Reason: Editorial estimate published as if it were a regulatory citation. Standing rule §4 violation.

Original text

An earlier version of this piece referred to the EU AI Act's high-risk transparency provisions as taking effect in August 2026.

Correction

The relevant provisions take effect on the implementation date set in the published commencement notice; we have replaced the August 2026 reference with a link to the implementation register and a note that the date in the prior draft was the publication's own working estimate.

Reason

Editorial estimate published as if it were a regulatory citation. Standing rule §4 violation.

Ten Operators Building Auditable AI Systems

Reason: Implicit ranking that the publication had not actually argued for. Editorial framing correction; the entries themselves are unchanged.

Original text

An earlier version of the list ordered the publication's operator entries by the number of public audit reports each operator has published.

Correction

The ordering has been changed to chronological by the operator's first public audit publication, with the prior ordering described in a footnote. The original ordering implied a ranking the publication did not intend.

Reason

Implicit ranking that the publication had not actually argued for. Editorial framing correction; the entries themselves are unchanged.

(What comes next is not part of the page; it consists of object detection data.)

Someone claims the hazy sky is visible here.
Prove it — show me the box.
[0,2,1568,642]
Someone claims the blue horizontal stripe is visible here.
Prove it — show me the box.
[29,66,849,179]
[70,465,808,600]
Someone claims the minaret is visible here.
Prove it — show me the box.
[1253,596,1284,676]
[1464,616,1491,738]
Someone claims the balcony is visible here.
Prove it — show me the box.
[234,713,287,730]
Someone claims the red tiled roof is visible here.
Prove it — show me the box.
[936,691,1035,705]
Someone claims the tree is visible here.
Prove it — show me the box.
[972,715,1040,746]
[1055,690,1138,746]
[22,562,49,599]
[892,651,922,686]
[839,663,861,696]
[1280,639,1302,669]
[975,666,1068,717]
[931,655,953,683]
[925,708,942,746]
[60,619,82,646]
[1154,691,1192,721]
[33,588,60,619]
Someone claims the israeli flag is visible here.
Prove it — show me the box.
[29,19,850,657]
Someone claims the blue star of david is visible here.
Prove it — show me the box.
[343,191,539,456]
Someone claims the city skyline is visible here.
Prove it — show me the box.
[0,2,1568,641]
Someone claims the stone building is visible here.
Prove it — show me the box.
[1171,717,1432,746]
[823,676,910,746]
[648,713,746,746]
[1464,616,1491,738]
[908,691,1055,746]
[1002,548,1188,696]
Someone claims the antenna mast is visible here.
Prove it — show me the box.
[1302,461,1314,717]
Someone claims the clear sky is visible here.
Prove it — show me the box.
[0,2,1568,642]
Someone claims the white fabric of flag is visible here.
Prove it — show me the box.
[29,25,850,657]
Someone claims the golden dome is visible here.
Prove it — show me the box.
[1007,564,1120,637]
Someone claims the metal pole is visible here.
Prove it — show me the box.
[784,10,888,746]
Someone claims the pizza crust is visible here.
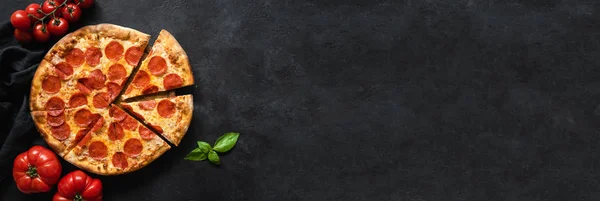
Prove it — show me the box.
[171,95,194,146]
[154,29,194,86]
[96,24,150,47]
[31,111,72,157]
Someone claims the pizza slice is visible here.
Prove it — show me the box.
[120,94,194,146]
[31,106,103,156]
[121,30,194,100]
[76,24,150,105]
[64,105,171,175]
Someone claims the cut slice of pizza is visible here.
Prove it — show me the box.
[64,105,171,175]
[121,30,194,100]
[31,105,103,156]
[75,24,150,108]
[120,94,194,146]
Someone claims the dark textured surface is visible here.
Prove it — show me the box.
[0,0,600,201]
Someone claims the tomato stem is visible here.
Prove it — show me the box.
[73,194,83,201]
[25,165,39,178]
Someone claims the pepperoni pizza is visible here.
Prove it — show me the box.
[30,24,194,175]
[121,30,194,99]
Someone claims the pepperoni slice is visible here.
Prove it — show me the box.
[106,82,121,102]
[75,128,90,145]
[138,100,156,110]
[83,69,106,89]
[156,99,175,118]
[42,75,60,94]
[93,92,110,108]
[50,124,71,140]
[133,70,150,88]
[46,112,65,127]
[69,93,87,108]
[125,46,144,66]
[65,48,85,68]
[163,73,183,90]
[123,138,144,157]
[108,122,125,140]
[73,108,95,127]
[108,63,127,83]
[88,141,108,160]
[138,124,154,140]
[142,85,158,94]
[77,81,92,95]
[108,107,127,122]
[45,96,65,116]
[91,114,104,132]
[121,116,138,131]
[54,62,73,80]
[85,47,102,66]
[112,152,128,169]
[150,124,164,134]
[104,41,124,61]
[148,56,167,75]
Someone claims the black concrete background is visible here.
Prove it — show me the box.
[0,0,600,201]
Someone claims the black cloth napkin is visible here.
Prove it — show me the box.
[0,21,47,183]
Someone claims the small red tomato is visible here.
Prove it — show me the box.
[46,17,69,36]
[10,10,31,30]
[52,170,102,201]
[73,0,94,8]
[13,145,62,194]
[15,29,31,43]
[62,3,81,23]
[42,0,60,14]
[33,23,50,43]
[25,3,44,21]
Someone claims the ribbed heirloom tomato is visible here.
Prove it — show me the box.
[52,170,102,201]
[13,145,62,194]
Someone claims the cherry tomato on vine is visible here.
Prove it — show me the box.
[42,0,60,14]
[15,29,31,43]
[33,23,50,43]
[46,17,69,36]
[10,10,31,30]
[61,3,81,23]
[25,3,44,21]
[73,0,94,8]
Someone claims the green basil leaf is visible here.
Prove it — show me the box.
[213,133,240,153]
[198,141,212,154]
[208,151,221,165]
[183,148,207,161]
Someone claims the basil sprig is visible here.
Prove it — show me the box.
[184,132,240,165]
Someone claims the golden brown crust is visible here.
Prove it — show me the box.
[44,25,98,61]
[154,29,194,86]
[31,111,71,157]
[29,59,51,111]
[96,24,150,47]
[171,94,194,146]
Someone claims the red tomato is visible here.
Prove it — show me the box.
[61,3,81,23]
[46,17,69,36]
[33,23,50,43]
[42,0,60,14]
[13,145,62,194]
[10,10,31,30]
[52,170,102,201]
[25,3,44,21]
[15,29,31,43]
[73,0,94,8]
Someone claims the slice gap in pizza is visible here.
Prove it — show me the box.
[120,94,194,146]
[121,29,194,100]
[64,105,171,175]
[31,105,104,156]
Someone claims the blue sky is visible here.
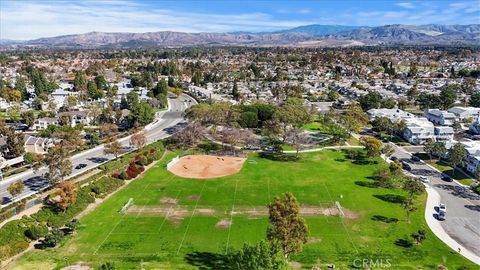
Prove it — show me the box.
[0,0,480,40]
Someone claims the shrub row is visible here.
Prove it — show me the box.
[0,142,163,261]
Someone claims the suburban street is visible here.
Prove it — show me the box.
[0,94,196,207]
[393,146,480,256]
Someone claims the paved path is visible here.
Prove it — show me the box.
[393,145,480,265]
[0,94,196,208]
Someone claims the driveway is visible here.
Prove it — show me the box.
[0,94,196,207]
[393,146,480,263]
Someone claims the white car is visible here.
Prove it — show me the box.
[438,203,447,213]
[418,175,429,183]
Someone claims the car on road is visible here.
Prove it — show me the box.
[411,156,421,162]
[442,173,453,182]
[75,163,87,170]
[418,175,429,183]
[402,161,412,171]
[243,144,261,151]
[438,203,447,213]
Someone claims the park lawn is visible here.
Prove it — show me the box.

The Interpretability Stack: A Practitioner's Toolkit

Reason: Use of a technical term ('open source') in a way that does not meet the term's standing definition. Style guide §4 violation.

Original text

An earlier version of the toolkit included a tool we described as 'open source.'

Correction

The tool in question is source-available under a non-commercial license. We have replaced 'open source' with 'source-available' and added a footnote describing the license. The substantive recommendation is unchanged.

Reason

Use of a technical term ('open source') in a way that does not meet the term's standing definition. Style guide §4 violation.

How to file a correction

Errors of fact go to corrections at blackboxnotes dot com. Quote the offending sentence, link to the source that contradicts it, and give us a contact we can verify you at. Response window: five business days.

Errors of framing are not corrections — they are letters to the editor. We publish substantive ones under a separate Letters column at the end of an issue.